The political theater over the abortion pill just turned into a last‑minute plea at the gates of the Justice Department. Fourteen women, led by Susan B. Anthony Pro‑Life America, delivered a letter to Acting U.S. Attorney General Todd Blanche asking him to stop defending the Food and Drug Administration’s mail‑order mifepristone policy and to settle the lawsuit in favor of the plaintiffs. This appeal lands not as gentle advice but as a deadline: the letter was sent just ahead of Blanche’s Senate Judiciary Committee confirmation hearing on July 15–16, 2026.

What the letter is asking — plain and simple

The women want the Department of Justice to stop defending the FDA’s 2023 REMS change that opened the door to telehealth and mail distribution of mifepristone. They ask for a consent decree or settlement that would halt mail‑order abortion pills while the agency completes a safety review. Their claim: mail distribution makes coercion, trafficking, and misuse easier and has real victims. Rosalie Markezich’s case is at the center of the litigation — she says pills were prescribed without an in‑person visit and ended her pregnancy against her will. The letter uses that kind of story to turn an abstract legal fight into a human one.

Why the timing is not an accident

This was not a coincidence. The letter arrived the week before Blanche’s confirmation hearing. Pro‑life groups want him on record: Will the DOJ defend the FDA’s policy or will he change course and protect women from mail‑order mifepristone? Senators on the Judiciary Committee, including those who have already signaled interest in the case, are likely to press him. That makes the request both legal and political — exactly the kind of pressure a confirmation process is built to produce.

Legal stakes and practical consequences

The case, styled Markezich v. FDA, is moving fast. The Fifth Circuit has already issued emergency orders and set an expedited appellate schedule. If the DOJ withdraws its defense or settles, it would immediately curtail nationwide access to mail‑order mifepristone and spark new rounds of litigation from drugmakers and abortion‑rights groups. If DOJ keeps defending the FDA, the appeals process — and possibly the Supreme Court — will decide the near‑term future of the abortion pill. Either way, an answer from Blanche will shape access across the country.

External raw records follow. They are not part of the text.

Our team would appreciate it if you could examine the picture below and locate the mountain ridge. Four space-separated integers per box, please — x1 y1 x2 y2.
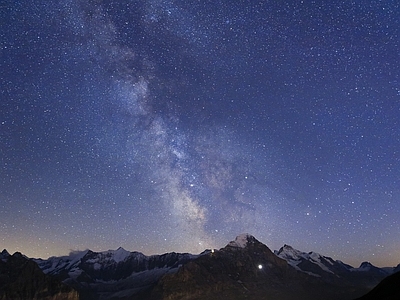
0 233 400 300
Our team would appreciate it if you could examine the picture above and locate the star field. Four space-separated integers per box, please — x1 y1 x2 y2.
0 0 400 266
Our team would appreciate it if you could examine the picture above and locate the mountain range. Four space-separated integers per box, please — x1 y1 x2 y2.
0 234 400 300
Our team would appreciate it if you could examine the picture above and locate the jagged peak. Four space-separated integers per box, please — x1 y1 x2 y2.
276 244 305 259
228 233 258 248
359 261 375 269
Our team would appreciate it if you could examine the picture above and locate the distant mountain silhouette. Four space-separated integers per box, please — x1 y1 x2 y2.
0 234 399 300
0 251 79 300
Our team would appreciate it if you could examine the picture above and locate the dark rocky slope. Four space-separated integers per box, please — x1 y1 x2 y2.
151 235 372 300
357 272 400 300
0 251 79 300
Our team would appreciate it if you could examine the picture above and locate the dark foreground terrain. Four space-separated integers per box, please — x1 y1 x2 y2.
0 234 400 300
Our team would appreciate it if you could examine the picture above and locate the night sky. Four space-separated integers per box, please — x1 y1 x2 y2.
0 0 400 266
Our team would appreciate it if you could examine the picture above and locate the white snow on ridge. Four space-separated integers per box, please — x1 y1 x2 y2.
228 233 251 248
107 247 131 263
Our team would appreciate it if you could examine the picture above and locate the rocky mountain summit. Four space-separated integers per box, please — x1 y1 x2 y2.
0 234 399 300
0 250 79 300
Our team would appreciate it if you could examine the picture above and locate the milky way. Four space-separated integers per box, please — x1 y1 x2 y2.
0 0 400 266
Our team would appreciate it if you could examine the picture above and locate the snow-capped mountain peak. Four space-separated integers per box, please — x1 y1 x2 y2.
103 247 131 263
228 233 256 248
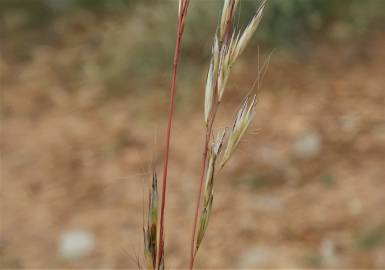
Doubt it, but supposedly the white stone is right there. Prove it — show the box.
[59,230,95,260]
[292,131,322,159]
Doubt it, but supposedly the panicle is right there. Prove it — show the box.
[220,95,256,168]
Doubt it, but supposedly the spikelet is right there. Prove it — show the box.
[195,129,226,252]
[204,37,220,125]
[232,0,267,61]
[220,95,256,167]
[217,0,267,102]
[219,0,239,42]
[143,171,158,269]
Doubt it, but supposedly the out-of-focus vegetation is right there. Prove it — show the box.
[0,0,385,42]
[0,0,385,90]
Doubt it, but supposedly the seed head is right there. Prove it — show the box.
[233,0,267,61]
[221,95,256,167]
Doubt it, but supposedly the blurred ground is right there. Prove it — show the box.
[0,2,385,268]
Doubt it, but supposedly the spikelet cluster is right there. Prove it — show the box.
[195,0,267,253]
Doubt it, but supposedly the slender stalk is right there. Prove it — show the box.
[156,0,189,268]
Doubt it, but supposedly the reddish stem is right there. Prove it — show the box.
[156,0,189,268]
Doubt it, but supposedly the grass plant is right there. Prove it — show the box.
[143,0,267,269]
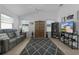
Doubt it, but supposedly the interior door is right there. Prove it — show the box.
[35,21,45,38]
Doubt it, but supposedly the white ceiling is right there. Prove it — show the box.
[3,4,60,16]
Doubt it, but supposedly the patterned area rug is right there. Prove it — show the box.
[21,38,64,55]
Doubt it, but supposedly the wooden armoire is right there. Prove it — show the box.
[35,21,45,38]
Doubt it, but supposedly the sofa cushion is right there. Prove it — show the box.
[0,33,9,40]
[9,38,16,43]
[7,32,15,39]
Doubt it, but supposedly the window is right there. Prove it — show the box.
[0,14,13,29]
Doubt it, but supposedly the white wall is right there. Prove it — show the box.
[57,4,79,21]
[57,4,79,32]
[0,5,19,29]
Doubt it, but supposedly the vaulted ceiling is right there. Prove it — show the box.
[3,4,59,16]
[2,4,62,20]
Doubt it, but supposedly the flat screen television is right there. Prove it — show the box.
[61,21,75,33]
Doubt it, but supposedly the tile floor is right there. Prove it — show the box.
[21,38,64,55]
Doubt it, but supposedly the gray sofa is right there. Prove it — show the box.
[0,29,26,54]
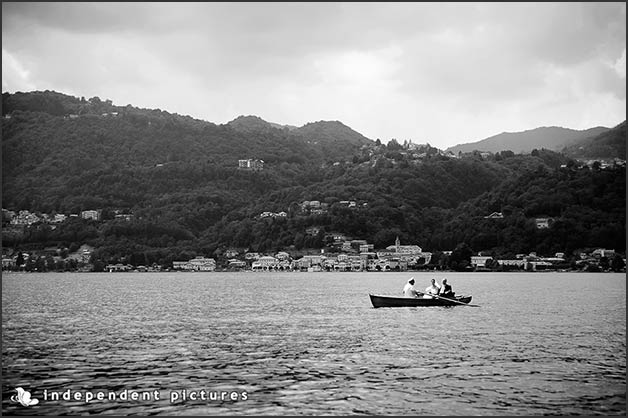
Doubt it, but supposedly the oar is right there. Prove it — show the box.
[430,295,480,308]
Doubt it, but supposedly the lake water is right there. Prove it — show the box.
[2,272,626,415]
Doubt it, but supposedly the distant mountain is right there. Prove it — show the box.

Acting Attorney General Blanche now faces a clear choice. He can follow the Department’s current line and defend a policy many say removes commonsense safeguards, or he can listen to the women who say they were harmed and negotiate a settlement that restores in‑person checks while the FDA completes its review. Senators should ask plain questions at his hearing, and Blanche should give plain answers. This is about law, safety, and common sense — not spin. If he wants to avoid being the man who defended a policy that let pills be mailed into coercive hands, he’ll settle. And if he does not, conservatives should be ready to hold him accountable in public and on the bench.